X... de sa demande tendant à la requalification de son contrat de travail à temps partiel en contrat de travail à temps plein et des demandes financières afférentes tendant au paiement d'un rappel de salaires et des congés payés afférents, d'une indemnité de requalification et d'une indemnité pour travail dissimulé ; AUX MOTIFS QUE " le contrat de travail intervenu entre les parties le 26 février 2001 était qualifié de contrat à durée indéterminée à temps partiel, ce temps devant s'exercer à raison de 95 heures par mois / 22 heures par semaine, sans précision supplémentaire quant aux jours et quant aux heures travaillées, ceci alors qu'en application de l'article L. 3123-4 du code du travail, le contrat de travail à temps partiel doit mentionner la répartition de la durée du travail entre les jours de la semaine ou les semaines du mois, les modalités selon lesquelles les horaires de travail pour chaque journée travaillée étant communiquées par écrit au salarié ; Que le contrat signé entre les parties n'est donc pas conforme à la loi ; Considérant que dans cette hypothèse il appartient au salarié de rapporter la preuve de son temps plein et à l'employeur, pour contrecarrer la prétention du salarié, de rapporter la preuve d'un temps partiel, ceci par tous moyens ; Considérant qu'il est largement établi par les éléments du dossier que à compter du début du contrat M.
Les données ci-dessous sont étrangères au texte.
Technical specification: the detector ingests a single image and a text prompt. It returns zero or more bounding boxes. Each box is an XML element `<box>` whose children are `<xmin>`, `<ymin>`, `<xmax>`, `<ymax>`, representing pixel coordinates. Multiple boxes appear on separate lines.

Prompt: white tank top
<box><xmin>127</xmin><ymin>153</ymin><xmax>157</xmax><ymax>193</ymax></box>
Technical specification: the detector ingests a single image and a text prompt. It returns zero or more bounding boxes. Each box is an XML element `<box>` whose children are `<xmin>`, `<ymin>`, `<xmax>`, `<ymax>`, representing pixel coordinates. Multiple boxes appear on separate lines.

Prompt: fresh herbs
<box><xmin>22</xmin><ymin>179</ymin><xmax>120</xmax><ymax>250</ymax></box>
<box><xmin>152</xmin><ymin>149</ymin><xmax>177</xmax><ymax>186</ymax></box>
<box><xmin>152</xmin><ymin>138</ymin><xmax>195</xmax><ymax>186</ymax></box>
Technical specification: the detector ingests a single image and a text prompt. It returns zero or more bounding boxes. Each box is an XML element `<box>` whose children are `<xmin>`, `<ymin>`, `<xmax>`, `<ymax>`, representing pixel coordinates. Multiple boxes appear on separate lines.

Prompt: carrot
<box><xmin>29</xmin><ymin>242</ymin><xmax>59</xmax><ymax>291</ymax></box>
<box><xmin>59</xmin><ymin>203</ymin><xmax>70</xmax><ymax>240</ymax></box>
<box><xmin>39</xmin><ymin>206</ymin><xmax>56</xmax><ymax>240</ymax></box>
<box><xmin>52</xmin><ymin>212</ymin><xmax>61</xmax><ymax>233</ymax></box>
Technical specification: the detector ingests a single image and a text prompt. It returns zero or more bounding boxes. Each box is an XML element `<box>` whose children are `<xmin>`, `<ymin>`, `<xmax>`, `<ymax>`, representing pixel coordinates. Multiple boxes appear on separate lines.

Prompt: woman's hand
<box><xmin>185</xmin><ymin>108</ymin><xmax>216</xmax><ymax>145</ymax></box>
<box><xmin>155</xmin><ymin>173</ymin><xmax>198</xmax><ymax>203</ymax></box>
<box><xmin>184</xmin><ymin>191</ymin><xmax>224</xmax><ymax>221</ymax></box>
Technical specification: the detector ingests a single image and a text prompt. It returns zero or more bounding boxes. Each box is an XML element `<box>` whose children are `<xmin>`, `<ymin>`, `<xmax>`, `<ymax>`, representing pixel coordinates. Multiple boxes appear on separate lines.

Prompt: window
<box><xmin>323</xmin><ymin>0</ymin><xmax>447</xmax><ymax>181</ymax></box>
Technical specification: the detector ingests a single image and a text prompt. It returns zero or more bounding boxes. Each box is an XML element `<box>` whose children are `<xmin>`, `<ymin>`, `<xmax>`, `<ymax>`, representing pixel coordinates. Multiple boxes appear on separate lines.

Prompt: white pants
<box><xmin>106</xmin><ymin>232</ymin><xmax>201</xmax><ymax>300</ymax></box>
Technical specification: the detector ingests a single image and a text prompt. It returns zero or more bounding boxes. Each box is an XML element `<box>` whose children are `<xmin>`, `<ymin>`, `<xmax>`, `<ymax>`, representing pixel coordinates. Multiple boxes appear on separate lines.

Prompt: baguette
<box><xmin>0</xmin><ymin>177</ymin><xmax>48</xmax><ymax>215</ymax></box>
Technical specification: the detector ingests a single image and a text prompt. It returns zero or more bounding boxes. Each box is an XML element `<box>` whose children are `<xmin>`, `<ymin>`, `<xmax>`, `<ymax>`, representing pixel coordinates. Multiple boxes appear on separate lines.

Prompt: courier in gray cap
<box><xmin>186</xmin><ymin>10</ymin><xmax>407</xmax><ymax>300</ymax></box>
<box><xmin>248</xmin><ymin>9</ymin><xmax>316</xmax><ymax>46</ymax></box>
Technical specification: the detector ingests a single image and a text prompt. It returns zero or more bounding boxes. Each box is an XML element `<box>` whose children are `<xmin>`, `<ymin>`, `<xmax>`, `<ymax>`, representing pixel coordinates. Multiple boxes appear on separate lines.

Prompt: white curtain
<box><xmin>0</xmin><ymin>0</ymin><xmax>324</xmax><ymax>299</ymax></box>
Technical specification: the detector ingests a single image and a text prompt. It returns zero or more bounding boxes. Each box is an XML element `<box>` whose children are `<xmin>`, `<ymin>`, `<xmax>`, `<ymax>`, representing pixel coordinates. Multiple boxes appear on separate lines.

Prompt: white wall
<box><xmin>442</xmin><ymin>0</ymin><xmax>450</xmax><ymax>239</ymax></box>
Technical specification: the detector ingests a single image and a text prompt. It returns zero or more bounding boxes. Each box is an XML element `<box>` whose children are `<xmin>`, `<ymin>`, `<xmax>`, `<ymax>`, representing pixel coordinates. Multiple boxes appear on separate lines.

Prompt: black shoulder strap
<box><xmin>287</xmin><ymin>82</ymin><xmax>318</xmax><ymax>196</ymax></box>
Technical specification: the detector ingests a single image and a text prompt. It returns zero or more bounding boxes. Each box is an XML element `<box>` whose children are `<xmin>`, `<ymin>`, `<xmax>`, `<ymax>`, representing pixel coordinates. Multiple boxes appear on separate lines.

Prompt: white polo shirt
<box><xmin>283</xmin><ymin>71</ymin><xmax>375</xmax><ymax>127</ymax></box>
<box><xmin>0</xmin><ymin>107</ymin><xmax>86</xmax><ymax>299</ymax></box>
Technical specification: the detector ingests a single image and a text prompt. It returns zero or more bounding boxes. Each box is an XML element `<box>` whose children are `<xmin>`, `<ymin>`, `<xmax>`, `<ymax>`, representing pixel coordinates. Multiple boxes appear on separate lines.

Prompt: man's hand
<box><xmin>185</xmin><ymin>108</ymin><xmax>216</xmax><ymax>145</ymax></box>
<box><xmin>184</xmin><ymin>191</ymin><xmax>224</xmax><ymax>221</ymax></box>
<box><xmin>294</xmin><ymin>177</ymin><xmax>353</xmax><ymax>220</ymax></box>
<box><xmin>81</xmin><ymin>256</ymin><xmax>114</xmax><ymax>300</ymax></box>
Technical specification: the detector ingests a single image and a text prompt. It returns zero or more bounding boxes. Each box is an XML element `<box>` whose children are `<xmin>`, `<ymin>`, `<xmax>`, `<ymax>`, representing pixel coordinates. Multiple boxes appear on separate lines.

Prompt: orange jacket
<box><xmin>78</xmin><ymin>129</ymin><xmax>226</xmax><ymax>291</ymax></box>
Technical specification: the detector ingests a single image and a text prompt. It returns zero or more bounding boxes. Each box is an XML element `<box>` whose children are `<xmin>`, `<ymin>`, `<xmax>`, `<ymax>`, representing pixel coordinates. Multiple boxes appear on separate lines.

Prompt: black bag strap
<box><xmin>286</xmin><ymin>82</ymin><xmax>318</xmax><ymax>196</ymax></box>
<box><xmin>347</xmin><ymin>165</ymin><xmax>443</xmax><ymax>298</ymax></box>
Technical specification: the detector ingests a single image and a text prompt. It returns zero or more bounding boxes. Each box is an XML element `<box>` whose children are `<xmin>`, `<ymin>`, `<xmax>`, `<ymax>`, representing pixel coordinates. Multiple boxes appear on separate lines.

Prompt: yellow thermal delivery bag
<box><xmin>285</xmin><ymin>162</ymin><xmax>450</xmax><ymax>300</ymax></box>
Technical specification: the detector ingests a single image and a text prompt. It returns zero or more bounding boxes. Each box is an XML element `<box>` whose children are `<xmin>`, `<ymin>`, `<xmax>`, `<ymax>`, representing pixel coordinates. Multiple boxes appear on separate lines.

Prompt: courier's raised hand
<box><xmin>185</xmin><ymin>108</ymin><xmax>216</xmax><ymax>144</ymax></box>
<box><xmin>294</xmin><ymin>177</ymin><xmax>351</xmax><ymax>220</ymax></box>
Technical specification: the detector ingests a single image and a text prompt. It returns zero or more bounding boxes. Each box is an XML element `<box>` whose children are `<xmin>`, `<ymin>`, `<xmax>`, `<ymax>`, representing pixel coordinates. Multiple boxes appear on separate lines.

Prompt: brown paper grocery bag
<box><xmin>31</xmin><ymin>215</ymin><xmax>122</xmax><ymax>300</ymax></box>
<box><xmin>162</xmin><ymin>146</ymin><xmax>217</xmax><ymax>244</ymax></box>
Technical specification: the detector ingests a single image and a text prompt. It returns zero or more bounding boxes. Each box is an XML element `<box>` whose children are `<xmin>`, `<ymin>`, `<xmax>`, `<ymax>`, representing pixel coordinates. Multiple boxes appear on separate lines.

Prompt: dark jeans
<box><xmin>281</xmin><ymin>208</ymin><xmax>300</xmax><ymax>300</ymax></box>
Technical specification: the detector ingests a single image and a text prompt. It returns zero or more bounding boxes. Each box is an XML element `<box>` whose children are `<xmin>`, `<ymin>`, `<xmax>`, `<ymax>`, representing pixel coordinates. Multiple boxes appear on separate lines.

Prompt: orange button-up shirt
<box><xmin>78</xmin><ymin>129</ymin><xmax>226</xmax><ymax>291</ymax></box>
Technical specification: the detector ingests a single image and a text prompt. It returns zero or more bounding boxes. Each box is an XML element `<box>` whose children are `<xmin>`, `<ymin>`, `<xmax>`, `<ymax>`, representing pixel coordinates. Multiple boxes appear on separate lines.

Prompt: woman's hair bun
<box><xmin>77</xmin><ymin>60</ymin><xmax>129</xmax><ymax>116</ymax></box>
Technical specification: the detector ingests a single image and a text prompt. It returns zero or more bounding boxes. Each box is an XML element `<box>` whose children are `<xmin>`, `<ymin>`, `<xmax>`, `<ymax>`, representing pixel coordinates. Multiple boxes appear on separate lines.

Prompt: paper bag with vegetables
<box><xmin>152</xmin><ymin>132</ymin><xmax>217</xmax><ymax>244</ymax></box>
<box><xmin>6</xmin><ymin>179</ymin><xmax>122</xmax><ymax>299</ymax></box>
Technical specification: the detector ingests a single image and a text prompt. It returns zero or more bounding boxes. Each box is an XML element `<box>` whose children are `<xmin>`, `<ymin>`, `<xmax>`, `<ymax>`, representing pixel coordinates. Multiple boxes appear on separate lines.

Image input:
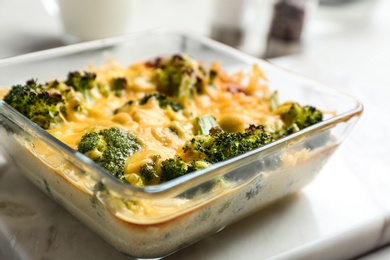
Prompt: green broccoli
<box><xmin>161</xmin><ymin>156</ymin><xmax>188</xmax><ymax>182</ymax></box>
<box><xmin>4</xmin><ymin>80</ymin><xmax>66</xmax><ymax>129</ymax></box>
<box><xmin>183</xmin><ymin>125</ymin><xmax>273</xmax><ymax>163</ymax></box>
<box><xmin>140</xmin><ymin>155</ymin><xmax>161</xmax><ymax>185</ymax></box>
<box><xmin>77</xmin><ymin>127</ymin><xmax>141</xmax><ymax>182</ymax></box>
<box><xmin>147</xmin><ymin>54</ymin><xmax>209</xmax><ymax>105</ymax></box>
<box><xmin>195</xmin><ymin>116</ymin><xmax>218</xmax><ymax>135</ymax></box>
<box><xmin>110</xmin><ymin>77</ymin><xmax>127</xmax><ymax>97</ymax></box>
<box><xmin>274</xmin><ymin>102</ymin><xmax>323</xmax><ymax>138</ymax></box>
François X... exerçait son activité de démonstration et de vente dans des " corner " installés dans des centres commerciaux, situés souvent à proximité de son domicile et selon des horaires de présence qu'il choisissait, en général l'après-midi, ce qui correspond à la fréquentation de la clientèle ; qu'il a ensuite exercé l'activité en question de manière sédentaire, d'abord au magasin de la Ville du Bois, puis, à compter d'avril 2005, au magasin d'Alésia 101 avenue du Général LECLERC à Paris 14ème ; Considérant que la plupart des attestations produites par M.

François X... sont écrites en termes généraux et, ne visent pas expressément, un lieu de travail précis de l'intéressé (énonçant des propos tels que : " étant client du magasin " PIANOS LABROUSSE ", sans préciser lequel) de telle sorte que l'on ne peut en tirer argument quant à l'exercice d'un travail à temps plein dans des centres commerciaux ou ailleurs ; que si les attestations B..., C..., D..., E..., F... font état précisément de la présence de M.

François X..., tant le matin que l'après-midi, au magasin du 101 avenue du Général LECLERC à Paris 14ème, force est de constater que ces attestations ne mentionnent pas la période à partir de laquelle les témoins ont constaté la présence de M.

François X... sur le lieu de travail en question étant observé que les témoignages sont tous datés de novembre et de décembre 2007, soit de la période contemporaine de la saisine du Conseil de Prud'hommes par le salarié ; que de surcroît, le contenu de ces attestations est combattu de manière précise par les témoins G... (gardienne de l'immeuble qui indique, à la date du 14 décembre 2007, que c'est seulement depuis ce mois-là que M.

François X... est présent au magasin tous les jours), H... (transporteur de pianos qui confirme, le 12 décembre 2007, que c'est seulement depuis quelques jours qu'il voit M.

François X... plus souvent au magasin), I..., qui écrit précisément que client du magasin de l'avenue LECLERC depuis plusieurs années elle a constaté que M.

Y... était souvent seul dans le magasin ce qui l'obligeait à attendre longtemps avant d'être servie, J..., occupant un magasin contigu, qui atteste que M.

François X... n'est pas toujours présent au magasin ; Considérant qu'il résulte de la confrontation de l'ensemble des témoignages produits que la présence à temps plein de M.

François X... tant dans des centres commerciaux dès l'origine de la relation de travail en 2001, qu'au magasin de la Ville du Bois et au magasin de l'avenue LECLERC à partir d'avril 2005, n'est pas démontrée, seule la présence, plus constante dans le dernier magasin cité étant constatée à compter de la fin de l'année 2007, soit opportunément dans un but évident d'assise à ses demandes procédurales, observation étant faite de ce qu'avant l'incident de septembre 2007 relatif à la disparition de l'ukulele, M.